I just saw Carrie Fisher’s documentary Bright Lights which has a brief segment with her appearing at conventions, and she says it’s basically like giving a lap dance for money, and I’m going, “Well, that’s definitely a way to look at it, for an actor.”
Fandom is largely middle class and white because this is a hobby. Very few people make their living from it. In fact, I will make a wild, unsubstantiated statement and say “Nobody makes their living from fandom besides a few vendors,” and unless you have enough money and enough social status and you can have a comfortable life and a few leftover pieces of energy, you can’t have hobbies. So, it’s — yes, people do get very involved and incensed and entangled with their hobbies, but this is not real life. This is for fun. When it comes to pistols at dawn, then you’ve taken it too far.
I don’t know a lot about fandom today. I’m not very social and involved. I just basically got on Facebook last year, but it seems to me to be, from the little I’ve heard, to be very vibrant, very active, tentacling into dozens and dozens of different universes, and publishing in all kinds of different ways, both E-books, online, traditional publishing. It seems to me that, from what I’ve heard, what little I’ve heard, that fandom hasn’t schismed; it has expanded again.
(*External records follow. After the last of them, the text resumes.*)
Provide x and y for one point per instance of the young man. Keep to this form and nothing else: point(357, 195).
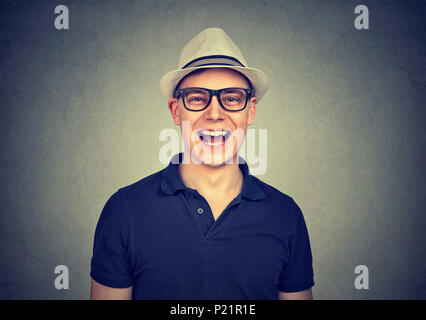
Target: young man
point(204, 228)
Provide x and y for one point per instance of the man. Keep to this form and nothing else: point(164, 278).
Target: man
point(204, 228)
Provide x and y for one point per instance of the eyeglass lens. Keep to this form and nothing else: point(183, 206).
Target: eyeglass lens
point(231, 99)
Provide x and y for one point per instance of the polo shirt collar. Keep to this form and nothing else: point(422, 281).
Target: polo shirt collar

Just couple of weeks ago, saw a new story about an actress who was on Broadway on Fiddler on the Roof, playing one of the daughters and she was so enraptured by her character, caught up by her character, that when the Broadway run ended, she wrote a book, a fan book, about what happened to her character’s life after the end of the play, when she had to follow her husband to the Siberian labor camp, and I’m thinking, “Wow! Fandom’s everywhere!”
I’m not sure that we were — I’m not sure that the characters in the universes were as much a part of the social media as a shared social experience in the past. Novels are a really young art form. I’ve read the first novel Pamela, which was published in the 1800’s. I mean, we’re talking less than 300 years. So the fact that characters have to have a life outside of their originator’s imagination — I mean, that came as a severe shock to Conan Doyle when he wanted to get rid of Sherlock Holmes and the fans wouldn’t let him. It is a new phenomenon, I’m pretty sure. The fact that somebody can create a character, a universe, a setting, and other people can glom onto it and say, “Yes, we want to play there now. You have entered our imagination; therefore, this is part of us, and we will not give up ownership of our little piece of it.” With social media and electronics, it’s just become more so. We’re wading in the vast sea of archetypes.
I don’t think I have anything to be really proud of [in fandom]. Proud is you’re doing something good, something hard when all forces are arrayed against you. Fandom was just a party. I’m glad that I didn’t get drunk and silly and step in the clam dip. That’s about it.
MG: What advice would you have for a new fan today?
ER: Umm, keep your ears open, your eyes open, and your mouth shut. At least at first.
MG: And don’t step in the clam dip.
ER: Yeah, yeah, yeah. Unless you really want to because hey, life is too short. Fandom is weird. Experience all of it that you want to, all of it that you can.
References
- ^ This contradicts some fan's comments that Lichtenberg dictated very rigid rules for her shared universe. See "Procedures for Submitting a Kraith Story" and About the Kraith Shared Universe -- from an Official Contributor and Fandom Rigidity and Control.